Friday, March 12, 2010

Our (Pregnant) Talk about Pregnant Texts of the Bible

Sacred and secular texts about sex and violence are pregnant:
heavy with emotional and religious implications;
heavy in that many tend to misread or ignore these texts.
-- Rev. Dr. Cheryl A. Kirk

Problematically, contradictions between biblical themes of justice and those that distort and devalue Black humanity, along with narrow evangelical, oppressive interpretations adapted as good news, produce spiritual death....  Unfortunately, prophets for justice often demonize women to show Israel/Judah their errors.  Wisdom literature, especially the Psalms, provides a liturgical corpus....  The Gospels examine Jesus' life, times, and teachings....  As an African Diasporan biblical scholar, I work to expose white supremacist interpretation, debunk oppressive ideologies, and avoid romanticizing the text and its problems.
-- Rev. Dr. Cheryl A. Kirk

David Ker and his African students in Mozambique "live in a culture torn by war and driven by the same ethnic impulses that drive the narratives of the Old Testament."  So the white American teacher does not want any one black African pupil to focus on verse 9 of Psalm 63, the very violent, very vengeful verse that the learner wants to highlight and to make into a song:

9Mas aqueles que procuram a minha vida para a destruírem,
irão para as profundezas da terra.

9Enemies seek to destroy my life,
but they will descend into the depths of the earth.

Ker explains, "I asked one of my students, a choir leader, how he would go about setting this Psalm to music."  And he gets at his student's forceful point by asking, "How would you do it?"  The answer:  "Procurar um verso forte.  [Find force in a verse]."  Ker later notes:  "There’s very little metaphorizing of the Scriptures here in Africa." And he explains:   "My hope is not to get African believers to discount the revelation of the First Testament but to see that 'better things relating to salvation' await them in Christ."

So exactly what's a white evangelical Christian male teacher to do with this violent, vengeful First Testament verse, or with this First Testament song, or with the First Testament?  

Ker does not first turn to the black womanist Christian female scholar Cheryl A. Kirk, who writes what are the epigrams of this blogpost here.  (He does know her work, some of her writings from a book we've been reading together, a book he very kindly sent to me from which the second epigraph above comes:  The Africana Bible: Reading Israel's Scriptures from Africa and the African Diaspora.  I don't know if he knows her collaborative book from which the first epigraph above comes:  Pregnant Passion: Gender, Sex, and Violence in the Bible.)  Instead, he initially turns to bibliobloggers, all white men each far from Africa:  "I tag: Darrell , John, Doug, d. miller, Bob, J.K, (I’d also like to hear what Peter thinks.)."  He reminds us of his audacious, "controversial claim that the Gospel is more important than the Bible" and returns us to "this topic from a slightly different angle":
 What do we do about the curses, the bloodshed, and the vengeance found in the Old Testament? The answer is very simple: we skip it.
Jesus did it, Ker shows us.  Look how Jesus Christ would "tend to misread or ignore these texts" of vengeance in the First Covenant as an example for us and our brothers in Africa and his brothers in Jerusalem.  And so the biblioblogger brouhaha begins.

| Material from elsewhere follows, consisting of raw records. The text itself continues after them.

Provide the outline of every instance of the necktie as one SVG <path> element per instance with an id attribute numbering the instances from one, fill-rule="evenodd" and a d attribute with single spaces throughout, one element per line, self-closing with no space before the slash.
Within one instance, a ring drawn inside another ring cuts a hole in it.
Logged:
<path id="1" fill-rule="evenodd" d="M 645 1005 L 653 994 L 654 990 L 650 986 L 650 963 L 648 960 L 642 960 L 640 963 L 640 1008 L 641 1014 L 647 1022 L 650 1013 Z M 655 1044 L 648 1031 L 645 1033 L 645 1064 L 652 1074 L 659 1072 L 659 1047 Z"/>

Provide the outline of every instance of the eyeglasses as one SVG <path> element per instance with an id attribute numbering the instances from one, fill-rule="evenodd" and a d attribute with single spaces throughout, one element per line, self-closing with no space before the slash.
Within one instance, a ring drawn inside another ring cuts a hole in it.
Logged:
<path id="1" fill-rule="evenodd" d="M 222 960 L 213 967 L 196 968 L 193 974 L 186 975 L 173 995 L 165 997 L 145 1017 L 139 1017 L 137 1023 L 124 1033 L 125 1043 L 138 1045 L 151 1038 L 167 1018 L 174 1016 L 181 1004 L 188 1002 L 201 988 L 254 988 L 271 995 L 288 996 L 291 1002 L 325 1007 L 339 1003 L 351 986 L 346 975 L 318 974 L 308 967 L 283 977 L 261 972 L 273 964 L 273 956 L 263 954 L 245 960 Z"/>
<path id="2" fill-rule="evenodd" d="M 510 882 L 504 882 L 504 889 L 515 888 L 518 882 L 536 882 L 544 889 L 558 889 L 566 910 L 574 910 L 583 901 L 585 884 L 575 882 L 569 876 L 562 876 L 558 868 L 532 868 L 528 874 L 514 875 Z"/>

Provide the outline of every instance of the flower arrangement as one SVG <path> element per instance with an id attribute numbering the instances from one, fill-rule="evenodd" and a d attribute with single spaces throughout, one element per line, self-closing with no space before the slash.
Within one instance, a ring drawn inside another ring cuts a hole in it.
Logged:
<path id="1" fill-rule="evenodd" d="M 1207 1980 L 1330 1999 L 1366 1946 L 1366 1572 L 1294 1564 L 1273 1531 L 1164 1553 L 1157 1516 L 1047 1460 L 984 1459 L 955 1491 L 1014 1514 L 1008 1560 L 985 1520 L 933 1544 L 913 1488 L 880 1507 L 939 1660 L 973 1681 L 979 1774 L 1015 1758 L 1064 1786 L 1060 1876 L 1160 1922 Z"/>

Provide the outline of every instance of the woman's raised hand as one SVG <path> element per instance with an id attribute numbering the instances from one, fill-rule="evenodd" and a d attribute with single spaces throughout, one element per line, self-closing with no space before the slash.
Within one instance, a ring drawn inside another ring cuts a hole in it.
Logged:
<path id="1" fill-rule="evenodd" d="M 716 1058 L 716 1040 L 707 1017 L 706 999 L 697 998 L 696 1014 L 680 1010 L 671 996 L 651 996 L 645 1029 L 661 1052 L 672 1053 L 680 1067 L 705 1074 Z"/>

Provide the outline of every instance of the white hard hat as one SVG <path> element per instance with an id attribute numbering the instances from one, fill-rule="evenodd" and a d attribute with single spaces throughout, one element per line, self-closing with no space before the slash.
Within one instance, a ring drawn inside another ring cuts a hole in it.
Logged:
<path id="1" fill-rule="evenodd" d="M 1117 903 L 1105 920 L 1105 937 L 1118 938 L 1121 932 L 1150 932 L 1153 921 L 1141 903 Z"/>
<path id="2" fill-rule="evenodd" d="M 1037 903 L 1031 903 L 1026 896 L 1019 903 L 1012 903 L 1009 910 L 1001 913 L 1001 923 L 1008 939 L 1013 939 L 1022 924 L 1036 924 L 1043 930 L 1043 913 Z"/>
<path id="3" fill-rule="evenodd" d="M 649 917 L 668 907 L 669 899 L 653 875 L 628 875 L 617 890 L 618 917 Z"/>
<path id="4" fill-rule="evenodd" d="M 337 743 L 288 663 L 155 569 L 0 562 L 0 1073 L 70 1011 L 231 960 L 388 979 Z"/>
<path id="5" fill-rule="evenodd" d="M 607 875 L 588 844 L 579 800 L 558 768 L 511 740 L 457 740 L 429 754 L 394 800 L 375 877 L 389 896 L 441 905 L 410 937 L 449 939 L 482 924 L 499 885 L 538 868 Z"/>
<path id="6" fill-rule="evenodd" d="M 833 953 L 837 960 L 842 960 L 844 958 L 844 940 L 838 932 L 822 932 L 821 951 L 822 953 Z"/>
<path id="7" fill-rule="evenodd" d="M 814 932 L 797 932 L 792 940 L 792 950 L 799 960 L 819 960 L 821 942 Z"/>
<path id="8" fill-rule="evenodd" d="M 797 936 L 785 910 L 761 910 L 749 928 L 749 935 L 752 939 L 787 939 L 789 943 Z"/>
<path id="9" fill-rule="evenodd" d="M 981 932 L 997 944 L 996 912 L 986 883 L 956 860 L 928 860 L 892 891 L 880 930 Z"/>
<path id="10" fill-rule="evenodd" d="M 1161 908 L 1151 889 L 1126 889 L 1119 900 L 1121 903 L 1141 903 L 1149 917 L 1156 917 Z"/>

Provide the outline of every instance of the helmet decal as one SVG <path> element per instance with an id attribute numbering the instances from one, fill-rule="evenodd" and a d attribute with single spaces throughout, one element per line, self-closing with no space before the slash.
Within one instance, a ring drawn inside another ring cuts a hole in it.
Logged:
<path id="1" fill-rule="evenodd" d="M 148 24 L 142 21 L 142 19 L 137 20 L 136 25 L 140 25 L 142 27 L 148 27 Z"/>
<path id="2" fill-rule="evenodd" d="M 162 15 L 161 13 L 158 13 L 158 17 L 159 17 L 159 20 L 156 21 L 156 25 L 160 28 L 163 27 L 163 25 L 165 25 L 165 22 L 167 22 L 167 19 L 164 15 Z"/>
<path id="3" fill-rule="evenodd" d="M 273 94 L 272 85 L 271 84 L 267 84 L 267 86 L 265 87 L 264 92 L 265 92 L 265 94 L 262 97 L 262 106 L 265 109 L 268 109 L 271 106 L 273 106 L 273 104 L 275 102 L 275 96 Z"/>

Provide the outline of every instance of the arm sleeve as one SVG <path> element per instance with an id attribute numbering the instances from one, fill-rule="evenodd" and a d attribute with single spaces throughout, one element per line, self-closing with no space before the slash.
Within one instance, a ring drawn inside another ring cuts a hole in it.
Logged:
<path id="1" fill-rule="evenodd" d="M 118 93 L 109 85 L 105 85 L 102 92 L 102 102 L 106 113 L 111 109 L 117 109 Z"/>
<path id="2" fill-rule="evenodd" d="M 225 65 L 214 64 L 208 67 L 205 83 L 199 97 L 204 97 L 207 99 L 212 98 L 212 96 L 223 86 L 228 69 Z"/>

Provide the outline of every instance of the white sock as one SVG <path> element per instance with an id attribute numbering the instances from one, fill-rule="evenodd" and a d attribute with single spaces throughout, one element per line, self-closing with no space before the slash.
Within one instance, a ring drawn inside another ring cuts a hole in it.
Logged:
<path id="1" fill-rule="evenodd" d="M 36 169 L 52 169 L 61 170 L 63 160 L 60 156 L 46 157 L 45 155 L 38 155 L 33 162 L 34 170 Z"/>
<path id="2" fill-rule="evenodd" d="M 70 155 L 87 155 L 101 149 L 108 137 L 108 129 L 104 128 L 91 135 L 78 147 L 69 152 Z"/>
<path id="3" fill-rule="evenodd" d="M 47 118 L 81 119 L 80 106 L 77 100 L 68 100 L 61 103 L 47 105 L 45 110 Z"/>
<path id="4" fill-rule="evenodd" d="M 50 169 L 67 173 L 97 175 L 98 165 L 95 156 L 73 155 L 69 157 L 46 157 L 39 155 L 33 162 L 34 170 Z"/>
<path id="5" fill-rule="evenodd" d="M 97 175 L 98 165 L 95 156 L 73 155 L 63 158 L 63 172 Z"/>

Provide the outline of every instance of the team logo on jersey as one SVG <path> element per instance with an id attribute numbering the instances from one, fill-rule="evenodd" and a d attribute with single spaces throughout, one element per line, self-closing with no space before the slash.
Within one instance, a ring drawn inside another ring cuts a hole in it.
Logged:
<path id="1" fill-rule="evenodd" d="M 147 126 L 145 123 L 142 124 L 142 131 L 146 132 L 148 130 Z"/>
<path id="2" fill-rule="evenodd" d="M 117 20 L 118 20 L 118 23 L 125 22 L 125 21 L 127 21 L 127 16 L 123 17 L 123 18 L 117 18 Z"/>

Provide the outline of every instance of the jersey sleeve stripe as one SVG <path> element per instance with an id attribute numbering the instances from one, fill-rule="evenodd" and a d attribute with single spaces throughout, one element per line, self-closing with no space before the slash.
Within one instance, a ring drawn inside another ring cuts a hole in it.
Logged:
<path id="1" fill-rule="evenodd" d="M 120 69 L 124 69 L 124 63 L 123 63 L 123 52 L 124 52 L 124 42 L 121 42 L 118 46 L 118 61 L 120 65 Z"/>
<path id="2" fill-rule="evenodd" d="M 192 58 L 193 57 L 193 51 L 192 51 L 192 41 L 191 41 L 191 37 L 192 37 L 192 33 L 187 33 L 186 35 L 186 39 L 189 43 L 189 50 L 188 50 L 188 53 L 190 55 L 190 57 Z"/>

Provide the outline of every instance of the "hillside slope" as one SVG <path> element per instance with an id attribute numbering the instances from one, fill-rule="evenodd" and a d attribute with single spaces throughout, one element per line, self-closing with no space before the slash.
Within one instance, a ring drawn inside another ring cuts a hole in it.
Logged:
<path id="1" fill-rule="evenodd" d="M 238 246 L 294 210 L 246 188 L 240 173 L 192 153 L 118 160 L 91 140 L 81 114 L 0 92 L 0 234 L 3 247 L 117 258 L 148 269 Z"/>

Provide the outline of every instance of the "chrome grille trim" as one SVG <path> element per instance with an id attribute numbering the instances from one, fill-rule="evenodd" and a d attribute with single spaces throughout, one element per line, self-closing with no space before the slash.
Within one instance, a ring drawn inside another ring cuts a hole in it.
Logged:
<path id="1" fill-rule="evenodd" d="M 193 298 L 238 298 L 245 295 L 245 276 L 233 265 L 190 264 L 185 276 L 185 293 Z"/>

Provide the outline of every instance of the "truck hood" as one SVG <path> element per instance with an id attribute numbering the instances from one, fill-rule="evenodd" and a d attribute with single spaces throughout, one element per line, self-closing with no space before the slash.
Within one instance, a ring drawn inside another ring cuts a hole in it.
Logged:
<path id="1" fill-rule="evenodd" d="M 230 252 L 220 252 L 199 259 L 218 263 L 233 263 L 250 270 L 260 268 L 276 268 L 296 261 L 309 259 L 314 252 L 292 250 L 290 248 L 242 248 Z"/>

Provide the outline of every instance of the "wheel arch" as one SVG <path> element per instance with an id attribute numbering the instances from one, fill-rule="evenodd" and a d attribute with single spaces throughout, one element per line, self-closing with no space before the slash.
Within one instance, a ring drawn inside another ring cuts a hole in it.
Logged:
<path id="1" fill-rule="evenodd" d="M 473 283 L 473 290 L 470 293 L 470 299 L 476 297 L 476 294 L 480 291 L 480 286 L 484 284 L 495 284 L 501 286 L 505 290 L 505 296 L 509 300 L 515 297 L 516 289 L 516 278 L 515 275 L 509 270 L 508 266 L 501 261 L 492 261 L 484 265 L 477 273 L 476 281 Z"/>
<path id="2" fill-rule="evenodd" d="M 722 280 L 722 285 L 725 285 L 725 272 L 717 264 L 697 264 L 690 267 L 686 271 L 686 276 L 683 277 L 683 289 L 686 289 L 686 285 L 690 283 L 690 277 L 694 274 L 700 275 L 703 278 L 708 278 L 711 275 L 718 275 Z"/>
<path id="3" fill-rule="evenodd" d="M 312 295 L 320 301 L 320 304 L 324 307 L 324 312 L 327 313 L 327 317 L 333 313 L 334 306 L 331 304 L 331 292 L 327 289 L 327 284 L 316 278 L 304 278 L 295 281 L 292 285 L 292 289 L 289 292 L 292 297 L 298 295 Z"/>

If you go back to Ker's first and second post on this topic, you can see some very interesting responses.  The most interesting responses come from Jay Seidler, who says:  "There is an assumption that because texts such as the ones that support genocide or inequality towards women are part of the Holy Bible 'Our Bible', that they must somehow in the end be interpreted positively."

I myself have already said way too much over at David Ker's blog.  But over here I mainly want to point out that it's mainly a bunch of white Euro and Euro-American males talking over there and around the so-called biblioblogosphere so far.  (One "Dana" is as far as I can tell the only woman in the conversation to date.  And there are no black African or African-American males or females yet in the dialog).  I don't think (by telling what we might offer Ker or what he might offer his African students) that we see the half of it.  I don't think I've begun to see -- and yet how we'd all be better for seeing -- how this conversation "Our Holy Conversation" is, nonetheless or therefore, as Cheryl A. Kirk puts it, pregnant.